For the past year now, many Americans have been hearing and reading about the 68,000 unaccompanied minors who have crossed illegally into the U.S. Nearly all of these minors come from El Salvador, Guatemala or Honduras, and since their arrival, immigration officials have released most of them to their parents or relatives who already live in this country.
A number of these children and teenagers are in deportation proceedings, but while they wait, they have been allowed to attend public schools. In Louisiana, schools have enrolled nearly 2,000 of them.
I reported in October on G.W. Carver Preparatory Academy, a charter school in New Orleans' 9th Ward that took in more than 50 of these children. Recently, I went back to see how they're doing.
The adjustment — for the students and the school — hasn't been easy. But Principal Ben Davis loves talking about the new Latino students who showed up at his school last August. He adds, though, that he hates the fact that most may not be with him very long.
"They know they could be deported at any point and that's a really, really terrifying reality for them," says Davis. You can see the emotional toll that this uncertainty is taking on them, he says. "The rates of trauma are really high."
So much so that Carver Prep has had to provide "trauma screenings" because teachers know all too well that depressed, anxious kids are much much harder to teach.
Still, most of these new arrivals seem grateful. They're learning English and catching up in math and science. Yet some are struggling to fit in, and that has contributed to tension between them and the rest of the student body, which is mostly poor, mostly African-American.
On the morning I visited, for example, there was a fight between a black student and one of the new Latino students. Teachers stepped in quickly to restrain one of the students involved.
One Latino student who saw the scuffle says there was a knife involved. It turns out not to be true.
Some of the new Latino students complain that black kids pick on them all the time.
"They insult us and hit us," says a boy named Yordan in Spanish. Since the students risk deportation, the school has asked that we use their first names only.
Not knowing English seems to be part of the problem. Sometimes, the black students think Spanish-speaking students are saying bad things about them, and Latino students suspect the same about their black classmates.
"Its a high school, and every school struggles with kids learning to get along with each other," says Davis. "I don't see this as some kind of racial-tension issue."
As the last morning bus drops off its last batch of students, I see a familiar face. It's Yashua, a 14-year-old from Honduras I interviewed last fall. I say hello from a distance and ask him how he's doing.
"Fine," he says.
Yashua is in deportation proceedings and has a court date scheduled for early May. His mother didn't want us to talk to him this time around because she thinks talking to the media could hurt his chances.
Teachers and administrators at Carver Prep have been patient and generous with these students. Davis says he's spending an extra $2,500 per student for special education services and instructional computer software tailored just for them. It allows them to take PowerPoint presentations a teacher creates and translate them into Spanish.
Carver Prep has also reassigned two teachers who've been trained to work with kids who don't know English. Coming up with the money for all this has not been easy.
But Louisiana and 34 other states are supposed to receive an additional $14 million in federal aid to pay for a wide range of academic and nonacademic services for these students. After all, these unaccompanied minors arrived not just emotionally distraught but often with little or no schooling.
"I can't even imagine what they've gone through," says Pete Kohn, an algebra teacher.
Kohn had never worked with students who don't know English. So he and a handful of his fellow teachers traveled to Honduras over winter break to study Spanish, on their own dime.

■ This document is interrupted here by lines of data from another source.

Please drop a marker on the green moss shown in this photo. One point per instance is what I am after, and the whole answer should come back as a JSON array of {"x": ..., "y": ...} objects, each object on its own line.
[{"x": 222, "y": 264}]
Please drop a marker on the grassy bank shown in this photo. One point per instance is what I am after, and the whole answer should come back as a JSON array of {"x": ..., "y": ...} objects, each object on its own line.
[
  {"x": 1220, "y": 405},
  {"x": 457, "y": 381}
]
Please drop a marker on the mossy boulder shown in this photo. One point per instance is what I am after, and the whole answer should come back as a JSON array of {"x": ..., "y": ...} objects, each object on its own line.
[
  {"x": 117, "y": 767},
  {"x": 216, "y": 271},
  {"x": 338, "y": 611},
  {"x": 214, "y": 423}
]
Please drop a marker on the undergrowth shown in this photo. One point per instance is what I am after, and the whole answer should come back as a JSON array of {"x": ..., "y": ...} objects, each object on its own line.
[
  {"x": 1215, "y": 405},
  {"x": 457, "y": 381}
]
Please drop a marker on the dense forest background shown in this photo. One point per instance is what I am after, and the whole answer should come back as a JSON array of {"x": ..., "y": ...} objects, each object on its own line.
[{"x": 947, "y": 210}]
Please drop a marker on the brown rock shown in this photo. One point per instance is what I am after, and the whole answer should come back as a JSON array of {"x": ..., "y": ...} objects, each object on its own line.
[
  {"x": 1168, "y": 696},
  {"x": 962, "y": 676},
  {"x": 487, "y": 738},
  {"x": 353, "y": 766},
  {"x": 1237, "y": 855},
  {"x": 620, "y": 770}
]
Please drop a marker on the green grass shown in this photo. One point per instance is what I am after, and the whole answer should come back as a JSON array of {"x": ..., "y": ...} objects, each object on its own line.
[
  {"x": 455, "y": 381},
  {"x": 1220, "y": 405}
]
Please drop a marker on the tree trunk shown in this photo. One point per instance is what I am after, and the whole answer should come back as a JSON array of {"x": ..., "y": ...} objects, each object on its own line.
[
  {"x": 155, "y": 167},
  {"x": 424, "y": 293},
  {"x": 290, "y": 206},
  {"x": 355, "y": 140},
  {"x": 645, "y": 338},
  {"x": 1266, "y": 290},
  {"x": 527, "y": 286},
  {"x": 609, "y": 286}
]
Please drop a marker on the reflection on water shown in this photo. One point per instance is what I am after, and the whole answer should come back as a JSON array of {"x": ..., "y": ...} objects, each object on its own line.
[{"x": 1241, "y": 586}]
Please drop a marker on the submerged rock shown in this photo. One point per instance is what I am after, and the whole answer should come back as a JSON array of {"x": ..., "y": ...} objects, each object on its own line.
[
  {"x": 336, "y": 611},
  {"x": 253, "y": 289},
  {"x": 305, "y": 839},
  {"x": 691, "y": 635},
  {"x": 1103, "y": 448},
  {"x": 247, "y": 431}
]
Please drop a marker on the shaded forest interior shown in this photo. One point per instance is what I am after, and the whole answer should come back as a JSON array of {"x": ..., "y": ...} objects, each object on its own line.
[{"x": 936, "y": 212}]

"That shows [my students] that I care about them, and they've responded," Kohn says. "They asked lots of questions: 'What did you see? Did you eat this, did you see this?' "
Despite the travel restrictions that Honduras has put in place, especially for tourists, Kohn says it was impossible to miss the poverty and lawlessness that students say they're fleeing from.
That's why the stability these kids now have, however brief, is important, he adds. "My day-to-day goal is to make sure that no matter where they end up they have more skills than they came here with, and make sure they felt like they were with people who cared about them."